Историк, который располагает достаточным количеством письменных источников, находится в такой удачной ситуации, что в собственной области, не прибегая к помощи иных дисциплин, получает ответы на все беспокоящие его вопросы. И коль скоро подобная ситуация не складывается в случае с религией славян, возникает вопрос, в какой мере здесь могут быть полезны этнографические и археологические источники. Представители соответствующих дисциплин охотно оказывают помощь в этих исследованиях и даже склонны создавать образ языческой религии главным образом на основе собственных материалов. Следует задуматься, в какой мере эта готовность находит обоснование в материалах, которыми они располагают.

 

На этнографические источники приходится значительный объем сведений о тех народных верованиях, которые выходят за пределы, очерченные христианским учением, и которые были собраны любителями и исследователями фольклора в XIX и XX веках — после пробуждения интереса к нему в эпоху романтизма. С точки зрения содержания, но не способа литературного воспроизведения, эти сведения представляли собой как бы продолжение средневековых письменных источников церковного происхождения, направленных против реликтов язычества, но при этом все же отделенных от них паузой переходного периода XV/XVI — XVIII веков, а именно в это время гуманистами в мифологию было введено множество фантастических мотивов.
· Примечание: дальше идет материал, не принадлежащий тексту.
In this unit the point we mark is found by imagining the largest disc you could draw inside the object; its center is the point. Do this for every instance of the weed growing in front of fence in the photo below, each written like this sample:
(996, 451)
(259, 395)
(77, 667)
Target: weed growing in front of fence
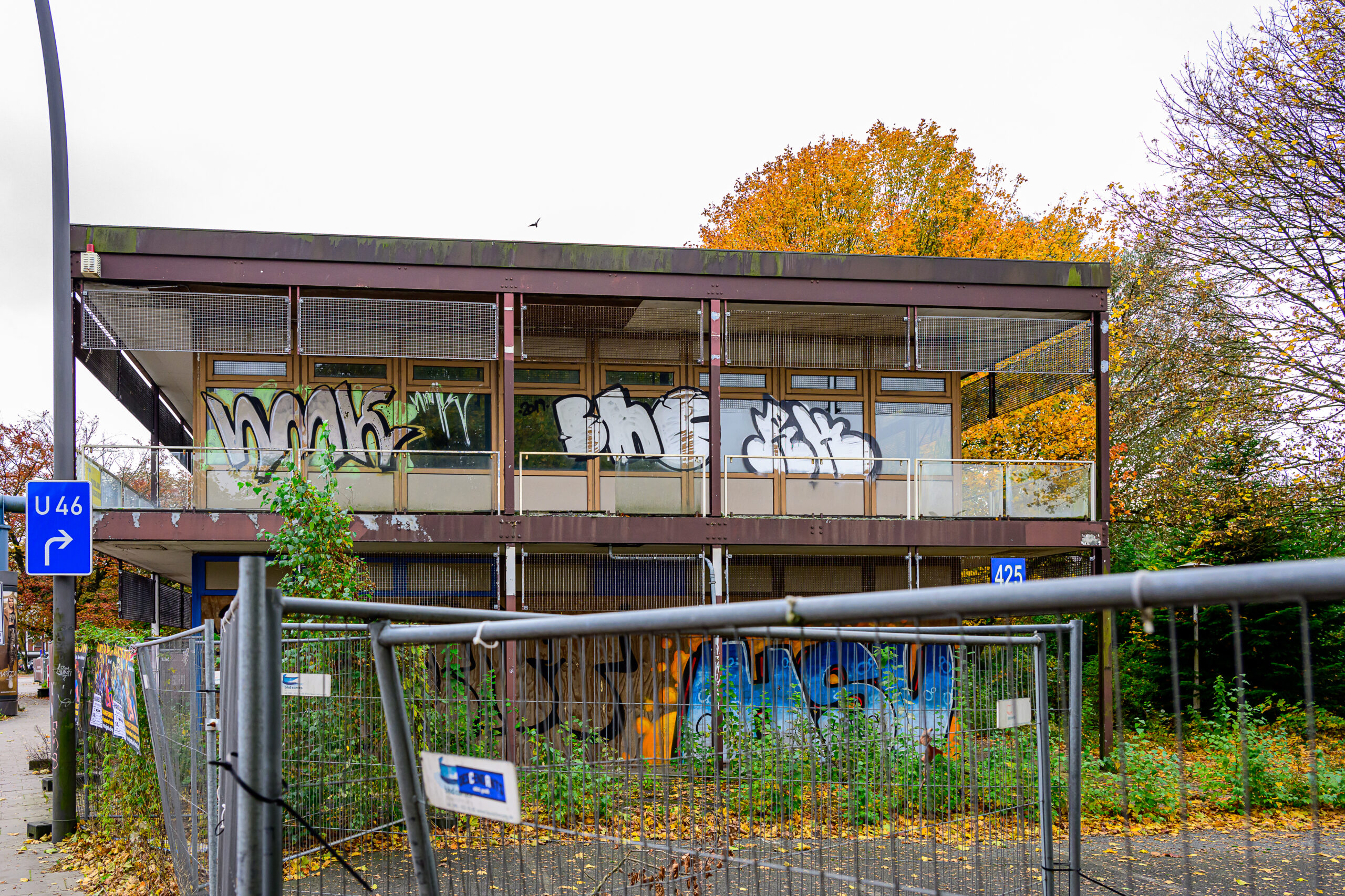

Этнографические источники, так же как и исторические, если они подробно и точно записаны, имеют в принципе большую ценность для познания современных их возникновению народных верований. Они также до сих пор расцениваются исследователями как реликты языческих верований, которые можно использовать при реконструкции изначальной религии122, особенно в тех славянских странах, в которых отсутствуют соответствующие средневековые письменные источники123. И в то же время использование ретрогрессивного метода требует особой осторожности при рассмотрении естественной эволюции религиозных понятий в условиях сильного, особенно в новое время, влияния христианских верований, а также проникновения этнически чуждых мотивов. В тех славянских странах, которые не имеют собственных средневековых источников, позволяющих дать критерии контроля, перенос назад народных верований нового времени ведет к сомнительным или полностью фиктивным выводам. Там, где сохранились средневековые источники, именно они должны служить исходной точкой в реконструкции изначальной религии. Этнографические данные годятся для целей реконструкции постольку, поскольку в них удается распознать архаические элементы, восходящие к эпохе язычества. Новейшие польские исследования124 основываются на богатом материале, разработанном К. Мошиньским.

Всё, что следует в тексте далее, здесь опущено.